"And now," I say, "I want you, all of you, to know this. Regardless of what happens today this is a team of which I am proud. Regardless of the outcome today I'll still be proud of you."
"Let's go!" they shout, standing, and they bring their hands together in unison again. "Let's go! Go!"
There is the roar of the crowd again, the faces and bodies bordering the walkway. There is the jam-up going down the ramp, and we stand, waiting amid the shouts, for the P.A. announcer to introduce the offensive team.
"At center," he says, the sound of his voice filling the air, and Jim Ringo runs out onto the field through the V formed by the cheerleaders and the Green Bay Lumberjacks' band, "No. 51—Jim Ringo! At right guard, No. 64—Jerry Kramer! At left guard, No. 63—Fuzzy Thurston! At right tackle...."
We coaches follow the rest of the squad out, Austin, Bengtson, Voris and I. Now the names in the air are those of the other club's starting team, and then Ringo and Forester are walking out to the center of the field for the reenactment of the coin-tossing. When they come back the roar from the stands is beating down in waves around us and I am in the middle, crouching, with the squad pressing in around me. "Go out there and hustle," I tell them.
They break then and our kickoff-receiving team runs out to my right. From the other sideline the other team is peeling out of its huddle. And now that nervousness which I have forestalled, which I have learned to control up to a point, starts to come.
I watch the referee's arm come down and then I hear the whistle, and to my left that line of white shirts and silver pants and helmets moves forward and I see that ball rise. Then I see our team start to form, and I glance up and see the ball again, it is high and going deep. In our end zone Tom Moore is moving back for it, and I hope he doesn't run it out. He catches it and touches it down.
I watch us come out of the huddle and, when our line takes its stance, I can see we're in Brown Right with Taylor lined up behind Starr and Hornung to the left. I'm watching that middle linebacker now and I can't hear Starr because of the crowd's roar. I see us start and Starr pivot and that middle linebacker, that 56, held by Taylor's fake into the middle. Now I see Ringo, coming out of there, driving that middle line-backer and then big Ron Kramer hits him high and from somewhere someone else—it's 78, Norm Masters—gets a piece of him and that middle linebacker goes back a good five yards, and now he's on his back.
As I look for Hornung and the ball it's all over. They have started to unpile and it appears to be on the 24-yard line. We picked up only four yards and we should have got more, but I'll settle for what we got and the way we handled that 56.
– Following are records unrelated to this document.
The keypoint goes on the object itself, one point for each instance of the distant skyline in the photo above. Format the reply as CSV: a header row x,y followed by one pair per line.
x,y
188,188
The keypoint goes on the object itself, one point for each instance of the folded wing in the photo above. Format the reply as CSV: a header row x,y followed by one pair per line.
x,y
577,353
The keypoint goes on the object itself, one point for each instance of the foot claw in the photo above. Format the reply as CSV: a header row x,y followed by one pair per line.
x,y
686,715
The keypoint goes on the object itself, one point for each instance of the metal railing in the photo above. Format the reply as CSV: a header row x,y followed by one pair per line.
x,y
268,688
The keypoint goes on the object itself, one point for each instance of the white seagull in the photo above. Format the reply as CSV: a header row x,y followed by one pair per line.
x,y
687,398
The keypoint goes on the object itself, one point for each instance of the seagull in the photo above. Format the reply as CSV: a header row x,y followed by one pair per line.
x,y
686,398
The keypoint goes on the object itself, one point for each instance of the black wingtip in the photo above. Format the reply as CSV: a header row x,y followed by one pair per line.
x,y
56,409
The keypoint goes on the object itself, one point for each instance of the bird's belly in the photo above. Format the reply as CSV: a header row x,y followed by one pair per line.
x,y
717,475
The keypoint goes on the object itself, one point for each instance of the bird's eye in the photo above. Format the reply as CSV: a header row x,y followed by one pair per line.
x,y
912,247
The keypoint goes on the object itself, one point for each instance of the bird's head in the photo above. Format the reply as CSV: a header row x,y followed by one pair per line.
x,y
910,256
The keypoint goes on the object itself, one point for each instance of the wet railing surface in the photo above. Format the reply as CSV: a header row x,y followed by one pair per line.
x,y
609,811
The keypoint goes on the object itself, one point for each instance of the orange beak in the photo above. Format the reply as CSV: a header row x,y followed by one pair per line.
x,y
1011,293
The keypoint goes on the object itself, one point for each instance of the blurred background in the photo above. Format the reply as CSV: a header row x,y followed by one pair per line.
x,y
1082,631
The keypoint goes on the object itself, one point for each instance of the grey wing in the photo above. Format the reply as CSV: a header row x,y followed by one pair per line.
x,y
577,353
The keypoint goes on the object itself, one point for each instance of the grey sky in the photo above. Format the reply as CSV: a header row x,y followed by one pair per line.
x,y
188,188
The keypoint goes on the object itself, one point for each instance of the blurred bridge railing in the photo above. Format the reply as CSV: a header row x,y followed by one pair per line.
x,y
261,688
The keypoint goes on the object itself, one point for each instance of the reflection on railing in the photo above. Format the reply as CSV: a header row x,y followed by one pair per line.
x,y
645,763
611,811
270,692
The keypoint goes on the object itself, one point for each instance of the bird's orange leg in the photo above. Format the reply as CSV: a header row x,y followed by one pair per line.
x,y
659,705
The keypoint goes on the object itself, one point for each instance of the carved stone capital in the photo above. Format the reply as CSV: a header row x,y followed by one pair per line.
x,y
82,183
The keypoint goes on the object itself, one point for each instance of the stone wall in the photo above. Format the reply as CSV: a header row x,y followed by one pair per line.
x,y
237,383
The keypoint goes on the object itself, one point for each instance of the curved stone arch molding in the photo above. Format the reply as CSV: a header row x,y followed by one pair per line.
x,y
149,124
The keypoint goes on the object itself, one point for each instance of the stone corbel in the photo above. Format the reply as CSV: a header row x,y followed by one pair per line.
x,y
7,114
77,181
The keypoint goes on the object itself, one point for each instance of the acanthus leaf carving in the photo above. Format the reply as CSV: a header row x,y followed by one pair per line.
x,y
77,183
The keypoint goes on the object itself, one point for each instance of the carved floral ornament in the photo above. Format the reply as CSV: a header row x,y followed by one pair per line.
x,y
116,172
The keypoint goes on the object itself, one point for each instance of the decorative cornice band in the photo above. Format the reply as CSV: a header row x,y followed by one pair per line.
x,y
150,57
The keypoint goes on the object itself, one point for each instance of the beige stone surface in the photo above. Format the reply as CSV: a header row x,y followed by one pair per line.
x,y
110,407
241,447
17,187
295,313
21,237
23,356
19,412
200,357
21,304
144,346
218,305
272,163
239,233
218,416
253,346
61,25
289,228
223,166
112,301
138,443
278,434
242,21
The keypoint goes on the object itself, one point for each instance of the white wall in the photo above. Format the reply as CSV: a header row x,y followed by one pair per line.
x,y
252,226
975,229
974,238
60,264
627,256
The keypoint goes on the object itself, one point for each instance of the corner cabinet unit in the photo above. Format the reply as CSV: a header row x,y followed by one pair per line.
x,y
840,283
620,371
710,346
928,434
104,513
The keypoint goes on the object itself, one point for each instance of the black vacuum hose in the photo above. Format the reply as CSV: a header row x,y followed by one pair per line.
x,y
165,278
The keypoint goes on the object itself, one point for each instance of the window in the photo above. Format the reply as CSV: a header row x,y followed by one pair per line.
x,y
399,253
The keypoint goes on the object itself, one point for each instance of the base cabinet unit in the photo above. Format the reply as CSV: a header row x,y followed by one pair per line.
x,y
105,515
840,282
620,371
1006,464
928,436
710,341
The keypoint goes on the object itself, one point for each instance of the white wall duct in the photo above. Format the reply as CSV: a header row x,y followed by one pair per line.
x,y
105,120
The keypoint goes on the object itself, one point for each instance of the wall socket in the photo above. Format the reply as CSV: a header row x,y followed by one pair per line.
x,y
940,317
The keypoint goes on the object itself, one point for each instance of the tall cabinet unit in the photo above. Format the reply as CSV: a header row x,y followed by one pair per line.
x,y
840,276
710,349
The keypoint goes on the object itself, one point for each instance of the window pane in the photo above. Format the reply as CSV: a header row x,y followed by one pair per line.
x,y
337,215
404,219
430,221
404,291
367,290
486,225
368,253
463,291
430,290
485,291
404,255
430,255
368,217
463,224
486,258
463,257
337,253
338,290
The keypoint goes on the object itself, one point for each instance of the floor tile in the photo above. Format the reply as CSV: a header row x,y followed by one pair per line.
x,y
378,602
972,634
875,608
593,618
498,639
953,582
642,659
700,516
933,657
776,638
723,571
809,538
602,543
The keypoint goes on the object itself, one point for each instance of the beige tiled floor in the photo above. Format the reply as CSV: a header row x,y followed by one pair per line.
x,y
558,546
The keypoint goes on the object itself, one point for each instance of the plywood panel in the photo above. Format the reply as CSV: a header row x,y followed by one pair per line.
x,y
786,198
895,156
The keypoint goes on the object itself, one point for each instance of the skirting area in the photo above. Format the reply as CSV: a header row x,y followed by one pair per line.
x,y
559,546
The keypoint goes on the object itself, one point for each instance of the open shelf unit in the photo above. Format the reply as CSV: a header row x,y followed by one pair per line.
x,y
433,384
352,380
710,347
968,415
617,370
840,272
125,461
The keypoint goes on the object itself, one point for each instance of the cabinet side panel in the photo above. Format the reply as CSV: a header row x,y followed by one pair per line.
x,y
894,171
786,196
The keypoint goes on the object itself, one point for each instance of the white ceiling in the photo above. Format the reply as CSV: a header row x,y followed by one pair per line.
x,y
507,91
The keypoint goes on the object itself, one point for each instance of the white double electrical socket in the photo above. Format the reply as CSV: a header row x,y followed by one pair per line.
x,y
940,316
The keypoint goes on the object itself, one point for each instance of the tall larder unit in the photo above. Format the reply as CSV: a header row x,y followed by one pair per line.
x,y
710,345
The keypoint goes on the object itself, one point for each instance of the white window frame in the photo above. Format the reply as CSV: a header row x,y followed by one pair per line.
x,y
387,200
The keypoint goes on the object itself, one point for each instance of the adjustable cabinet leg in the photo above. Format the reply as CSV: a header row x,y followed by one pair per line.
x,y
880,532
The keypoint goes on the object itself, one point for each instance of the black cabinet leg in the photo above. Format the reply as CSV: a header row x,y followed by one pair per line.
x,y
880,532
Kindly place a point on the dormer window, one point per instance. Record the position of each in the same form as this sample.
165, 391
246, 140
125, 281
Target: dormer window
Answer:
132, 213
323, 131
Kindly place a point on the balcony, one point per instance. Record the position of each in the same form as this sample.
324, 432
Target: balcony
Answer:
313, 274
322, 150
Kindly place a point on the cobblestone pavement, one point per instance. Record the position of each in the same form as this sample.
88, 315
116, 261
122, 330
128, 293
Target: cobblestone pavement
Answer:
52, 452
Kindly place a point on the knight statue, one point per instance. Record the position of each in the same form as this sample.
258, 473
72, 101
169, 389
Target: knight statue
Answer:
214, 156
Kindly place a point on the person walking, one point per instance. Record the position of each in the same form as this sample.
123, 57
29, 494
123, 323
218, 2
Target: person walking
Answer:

Once more I can't hear Starr's count, but I can tell from the length of it that he's going to an automatic, an audible check-off. We are in Blue Left inside, with Ron Kramer lined up to the left in slot position, and this should be our 36. If it is it involves that do-dad—with Ringo, Fuzzy Thurston and Bob Skoronski, and with Ron taking that end in the direction he wants to go and Taylor running to daylight either outside or inside that end.